The political chaos of its final days should not disrupt the event. Robert Badinter, the architect of the abolition of the death penalty, will enter the Pantheon this Thursday, October 9, twenty months after his death, during a solemn ceremony desired by Emmanuel Macron, who made universalism the guiding thread of access to the great republican temple.
The President of the Republic, who has remained silent since the announcement of a new government on Sunday afternoon and then the surprise resignation of Prime Minister Sébastien Lecornu 14 hours later, has not yet planned to speak during this day of tribute.
At the end of the day this Thursday, October 9, Emmanuel Macron will preside over Robert Badinter’s entrance ceremony into the Pantheon, which prevents him, from a practical point of view, from speaking to the French during a possible speech in the evening. On the other hand, if the Head of State decides to appoint a Prime Minister or reappoint Sébastien Lecornu to this role, he may do so by means of a press release on the same day.
The program for a “sober” pantheonization
The celebrations relating to the pantheonization of Robert Badinter began this Wednesday afternoon (at 7 p.m.) with a funeral vigil at the Constitutional Council; a vigil open to the public, who will thus be able to pay their respects before the coffin that bears the name of who, among the many commitments of his life, presided over the jurisdiction from 1986 to 1995.
At 5 pm On Thursday, the empty coffin must be transported to the Pantheon for a “sober” and “solemn” ceremony of approximately one hour starting at 7 pm
In the presence of an audience that the Elysée expects to be large thanks to an “adapted scenography”, the ceremony will follow the “traditional setting”: climbing to Rue Soufflot, reception of the coffin under the nave of the Pantheon by the President of the Republic, who will deliver a “brief and impressive” speech, then installation in the vault “of the revolutionaries of 1789”, where Condorcet, Abbot Grégoire and Gaspard Monge since the bicentennial of the Revolution.
The ceremony will highlight Robert Badinter’s fight for justice, “who embodies what the rule of law is,” according to the presidency.
And, above all, the abolition of the death penalty, “a great civilizational leap in the history of justice in our country,” considered an advisor to Emmanuel Macron.
Among the main courses, Julien Clerc will perform his song “The Murdered Assassin”, dedicated in 1980 to the fight for the abolition of the supreme penalty.
The fifth pantheonism under Emmanuel Macron
Texts will also be read, including the arguments of the lawyer who saved several prisoners from the guillotine. But also the speeches of the politician who, appointed Minister of Justice by François Mitterrand, asked from the tribune of the National Assembly on September 17, 1981 and obtained “the abolition of the death penalty in France”, in accordance with a commitment by the socialist president, contrary to the opinion of the time.

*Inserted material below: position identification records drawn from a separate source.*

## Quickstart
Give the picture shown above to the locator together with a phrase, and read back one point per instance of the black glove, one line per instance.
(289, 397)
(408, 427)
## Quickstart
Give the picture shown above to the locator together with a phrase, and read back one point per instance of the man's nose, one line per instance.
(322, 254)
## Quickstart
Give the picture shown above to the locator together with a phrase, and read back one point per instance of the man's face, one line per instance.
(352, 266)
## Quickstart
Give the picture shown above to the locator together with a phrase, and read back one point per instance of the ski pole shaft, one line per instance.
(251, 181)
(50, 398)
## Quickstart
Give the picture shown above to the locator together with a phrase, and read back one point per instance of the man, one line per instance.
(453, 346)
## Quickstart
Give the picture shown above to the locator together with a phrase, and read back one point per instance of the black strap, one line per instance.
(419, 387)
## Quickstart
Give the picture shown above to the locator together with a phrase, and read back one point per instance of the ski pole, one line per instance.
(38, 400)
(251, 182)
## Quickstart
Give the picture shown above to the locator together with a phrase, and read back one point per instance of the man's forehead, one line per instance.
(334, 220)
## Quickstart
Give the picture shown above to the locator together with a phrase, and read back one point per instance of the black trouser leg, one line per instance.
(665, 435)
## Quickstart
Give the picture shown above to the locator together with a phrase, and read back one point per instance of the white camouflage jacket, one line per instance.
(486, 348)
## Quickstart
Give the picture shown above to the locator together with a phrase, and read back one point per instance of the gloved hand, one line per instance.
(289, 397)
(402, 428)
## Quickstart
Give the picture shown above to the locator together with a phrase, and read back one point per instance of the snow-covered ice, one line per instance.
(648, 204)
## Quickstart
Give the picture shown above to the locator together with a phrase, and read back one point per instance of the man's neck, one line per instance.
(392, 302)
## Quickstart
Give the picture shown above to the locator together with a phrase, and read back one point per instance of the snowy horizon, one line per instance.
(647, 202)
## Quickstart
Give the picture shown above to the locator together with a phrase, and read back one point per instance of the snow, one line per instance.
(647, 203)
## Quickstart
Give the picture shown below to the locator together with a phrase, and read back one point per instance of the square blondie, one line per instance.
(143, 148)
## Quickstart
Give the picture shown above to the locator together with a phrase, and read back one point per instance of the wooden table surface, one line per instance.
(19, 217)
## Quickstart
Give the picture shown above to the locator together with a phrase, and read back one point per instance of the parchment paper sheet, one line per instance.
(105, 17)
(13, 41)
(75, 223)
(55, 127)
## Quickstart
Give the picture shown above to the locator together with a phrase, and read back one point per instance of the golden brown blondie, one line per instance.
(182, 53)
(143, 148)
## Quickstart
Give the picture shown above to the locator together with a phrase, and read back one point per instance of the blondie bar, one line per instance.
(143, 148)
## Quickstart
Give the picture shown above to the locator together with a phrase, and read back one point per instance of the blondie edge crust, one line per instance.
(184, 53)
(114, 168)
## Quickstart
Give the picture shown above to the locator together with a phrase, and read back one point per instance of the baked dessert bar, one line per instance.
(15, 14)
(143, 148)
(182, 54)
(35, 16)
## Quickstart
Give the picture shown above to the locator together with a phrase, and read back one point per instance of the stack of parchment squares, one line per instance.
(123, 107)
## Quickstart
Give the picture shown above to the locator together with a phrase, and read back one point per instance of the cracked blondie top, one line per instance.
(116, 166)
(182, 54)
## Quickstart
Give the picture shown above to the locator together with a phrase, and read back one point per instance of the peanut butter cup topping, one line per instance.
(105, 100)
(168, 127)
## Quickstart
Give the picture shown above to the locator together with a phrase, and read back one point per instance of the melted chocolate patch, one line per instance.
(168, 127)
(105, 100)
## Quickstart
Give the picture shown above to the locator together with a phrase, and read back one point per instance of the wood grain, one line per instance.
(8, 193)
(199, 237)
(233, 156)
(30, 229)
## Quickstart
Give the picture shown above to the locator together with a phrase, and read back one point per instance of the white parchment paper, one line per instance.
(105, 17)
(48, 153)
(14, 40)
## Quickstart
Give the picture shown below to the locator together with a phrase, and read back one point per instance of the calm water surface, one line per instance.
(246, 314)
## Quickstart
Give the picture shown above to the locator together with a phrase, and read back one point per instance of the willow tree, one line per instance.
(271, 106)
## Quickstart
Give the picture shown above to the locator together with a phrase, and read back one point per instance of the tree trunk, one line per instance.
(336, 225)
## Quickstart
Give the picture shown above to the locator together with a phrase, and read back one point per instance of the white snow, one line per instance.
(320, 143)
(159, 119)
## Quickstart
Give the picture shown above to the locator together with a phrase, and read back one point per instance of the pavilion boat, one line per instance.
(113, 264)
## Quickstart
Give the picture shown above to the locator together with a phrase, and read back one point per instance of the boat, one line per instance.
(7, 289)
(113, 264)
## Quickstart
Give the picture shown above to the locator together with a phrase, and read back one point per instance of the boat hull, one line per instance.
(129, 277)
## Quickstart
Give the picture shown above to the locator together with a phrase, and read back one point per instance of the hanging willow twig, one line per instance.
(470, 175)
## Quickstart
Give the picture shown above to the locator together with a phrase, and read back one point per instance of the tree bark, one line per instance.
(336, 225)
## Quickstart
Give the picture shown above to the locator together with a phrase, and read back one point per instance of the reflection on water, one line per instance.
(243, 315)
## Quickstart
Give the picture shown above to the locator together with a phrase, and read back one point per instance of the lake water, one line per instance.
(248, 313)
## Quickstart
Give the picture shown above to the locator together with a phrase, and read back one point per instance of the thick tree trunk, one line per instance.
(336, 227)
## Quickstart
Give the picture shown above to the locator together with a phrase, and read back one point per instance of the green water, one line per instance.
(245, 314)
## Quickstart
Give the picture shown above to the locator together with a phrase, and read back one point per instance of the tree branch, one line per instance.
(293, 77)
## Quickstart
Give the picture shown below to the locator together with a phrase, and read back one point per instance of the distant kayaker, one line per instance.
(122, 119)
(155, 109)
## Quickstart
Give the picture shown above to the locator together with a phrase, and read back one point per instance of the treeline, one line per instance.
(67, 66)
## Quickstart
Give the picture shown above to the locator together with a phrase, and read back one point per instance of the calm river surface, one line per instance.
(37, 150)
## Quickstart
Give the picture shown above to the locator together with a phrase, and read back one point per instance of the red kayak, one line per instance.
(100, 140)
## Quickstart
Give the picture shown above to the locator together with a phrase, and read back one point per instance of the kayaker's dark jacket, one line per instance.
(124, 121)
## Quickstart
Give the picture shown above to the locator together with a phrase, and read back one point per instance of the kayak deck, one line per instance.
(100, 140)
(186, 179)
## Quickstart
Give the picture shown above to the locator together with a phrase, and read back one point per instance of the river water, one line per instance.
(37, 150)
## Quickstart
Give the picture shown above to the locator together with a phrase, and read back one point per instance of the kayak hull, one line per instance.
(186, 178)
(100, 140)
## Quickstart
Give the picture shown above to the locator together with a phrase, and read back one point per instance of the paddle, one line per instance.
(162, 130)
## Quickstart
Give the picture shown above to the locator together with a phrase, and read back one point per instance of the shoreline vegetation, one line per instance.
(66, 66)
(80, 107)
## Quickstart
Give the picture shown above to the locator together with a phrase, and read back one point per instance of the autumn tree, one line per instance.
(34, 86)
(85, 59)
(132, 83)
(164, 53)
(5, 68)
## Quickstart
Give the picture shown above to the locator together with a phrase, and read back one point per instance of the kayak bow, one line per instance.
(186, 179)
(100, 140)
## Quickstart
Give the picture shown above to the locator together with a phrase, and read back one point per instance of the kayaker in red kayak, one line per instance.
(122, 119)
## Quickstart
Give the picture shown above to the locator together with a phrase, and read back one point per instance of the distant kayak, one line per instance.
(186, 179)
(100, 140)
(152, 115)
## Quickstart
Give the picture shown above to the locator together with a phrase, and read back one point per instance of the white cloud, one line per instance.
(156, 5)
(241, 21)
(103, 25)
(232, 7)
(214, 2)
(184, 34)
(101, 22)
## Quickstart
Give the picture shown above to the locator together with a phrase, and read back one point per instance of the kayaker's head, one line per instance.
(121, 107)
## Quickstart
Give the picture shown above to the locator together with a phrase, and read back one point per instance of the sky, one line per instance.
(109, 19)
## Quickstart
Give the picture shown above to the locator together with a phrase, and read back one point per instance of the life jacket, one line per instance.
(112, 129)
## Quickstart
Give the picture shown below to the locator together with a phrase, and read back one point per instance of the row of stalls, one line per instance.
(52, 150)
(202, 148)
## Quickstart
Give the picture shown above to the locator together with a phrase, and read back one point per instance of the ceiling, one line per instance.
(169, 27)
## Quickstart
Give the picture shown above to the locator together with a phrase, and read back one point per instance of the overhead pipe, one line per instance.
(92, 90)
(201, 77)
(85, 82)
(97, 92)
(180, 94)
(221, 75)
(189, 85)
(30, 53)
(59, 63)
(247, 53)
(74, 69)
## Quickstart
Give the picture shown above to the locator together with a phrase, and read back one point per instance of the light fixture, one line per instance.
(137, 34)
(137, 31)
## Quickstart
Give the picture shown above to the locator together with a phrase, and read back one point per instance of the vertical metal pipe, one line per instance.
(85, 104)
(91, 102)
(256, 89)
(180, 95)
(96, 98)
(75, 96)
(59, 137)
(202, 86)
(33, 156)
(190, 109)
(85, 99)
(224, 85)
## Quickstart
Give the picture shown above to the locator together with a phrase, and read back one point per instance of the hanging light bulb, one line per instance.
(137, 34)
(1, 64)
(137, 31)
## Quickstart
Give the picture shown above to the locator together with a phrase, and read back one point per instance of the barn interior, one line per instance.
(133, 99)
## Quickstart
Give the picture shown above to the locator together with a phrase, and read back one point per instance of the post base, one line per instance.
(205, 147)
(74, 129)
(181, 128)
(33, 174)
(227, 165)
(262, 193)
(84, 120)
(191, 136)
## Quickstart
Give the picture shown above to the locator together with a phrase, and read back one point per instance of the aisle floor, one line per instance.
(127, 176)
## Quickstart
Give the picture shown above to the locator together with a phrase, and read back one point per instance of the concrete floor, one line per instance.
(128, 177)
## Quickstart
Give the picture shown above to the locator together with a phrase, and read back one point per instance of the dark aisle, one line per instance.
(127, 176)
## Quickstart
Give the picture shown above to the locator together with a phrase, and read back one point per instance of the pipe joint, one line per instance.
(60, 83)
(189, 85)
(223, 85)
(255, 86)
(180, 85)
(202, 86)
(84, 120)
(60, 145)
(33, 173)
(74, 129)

The actor Guillaume Gallienne will read a text by Victor Hugo, a pioneer in this same fight. This text, like others, was chosen by the lawyer’s widow. The philosopher Elisabeth Badinter participated closely in the preparations, also on Monday with the Head of State during a discreet visit to the funerary monument that bears on its pediment the motto “To the great men, the grateful country.”
This is the fifth pantheonization under the mandates of Emmanuel Macron, after Simone Veil, survivor of Auschwitz and author of the law on the voluntary interruption of pregnancy, the writer who chronicled the horror of the trenches of the First World War Maurice Genevoix, the music hall star, French-American resister and anti-racist activist Joséphine Baker, and the fighter of the communist resistance of Armenian origin Missak Manouchian.
Historian and resistance fighter Marc Bloch will enter the Pantheon in mid-June 2026, 82 years after his execution by the Gestapo in 1944.
For the presidential advisor, the common thread of these elections, which fall solely on the head of state, is his desire to “build a unifying republican memory that is the cornerstone of the French imagination.” And this memory is built around the idea of “republican universalism,” explains historian and specialist in memory issues Denis Peschanski. “This is the France of the Enlightenment, which Robert Badinter embodied through his abolitionist struggle but also with his fierce defense of victims and his fight for rights.”
The universalism “found in Joséphine Baker, who could not accept what was happening in the United States and became French”, or in the “defense of women’s rights” in Simone Veil, adds the historian. Or in Missak Manouchian and “all these foreign resistance fighters who showed a very strong link with the France of the Enlightenment, homeland of human rights.”